The reciprocal effects of epsilon-aminohexanoic acid and chloride ion on the activation of human [Glu1]plasminogen by human urokinase.

Abstract

The activation of human [Glu1]plasminogen ([Glu1]Pg) by high-molecular-weight two-chain human urinary urokinase [EC 3.4.21.31) and low-molecular-weight two-chain human urinary urokinase is inhibited by Cl- at physiological concentrations and stimulated by .epsilon.-aminohexanoic acid (.epsilon.Ahx; .epsilon.-aminocaproic acid). The inhibition by Cl- does not occur in the presence of concentrations of .epsilon.Ahx that saturate the acid''s weak binding sites on [Glu1]Pg, and the stimulation by .epsilon.Ahx is maximally exhibited in the presence of Cl-. We have used intrinsic fluorescence measurements with [Glu1]Pg to show that the conformational alteration and the concomitant increase in activation rate that accompanies .epsilon.Ahx-binding to [Glu1]Pg in the presence of Cl- does not occur in the same manner without Cl-. Further, the decrease in the intrinsic fluorescence that is attendant to Cl- binding to [Glu1]Pg in the absence of .epsilon.Ahx is not observed in the presence of this effector molecule.

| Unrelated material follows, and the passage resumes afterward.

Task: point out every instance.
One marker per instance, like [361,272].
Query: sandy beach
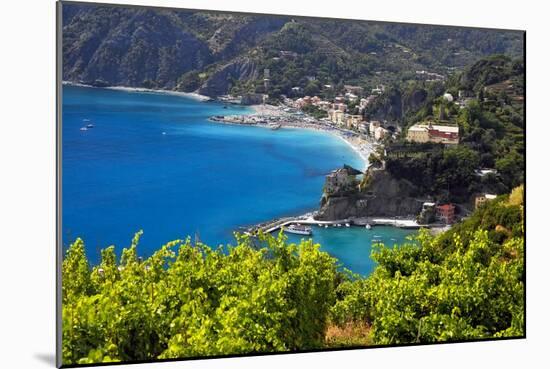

Analyses of the results of this manuscript strongly indicate that a conformation of [Glu1]Pg that is not optimal for its activation by urokinase is adopted in the presence of Cl-, and this is relieved by .epsilon.Ahx. This has important implications in the inhibition of [Glu1]Pg activation in the solution phase of blood plasma and in the large acceleration of this process when plasminogen is bound to physiological positive effectors via its .epsilon.Ahx-binding site(s).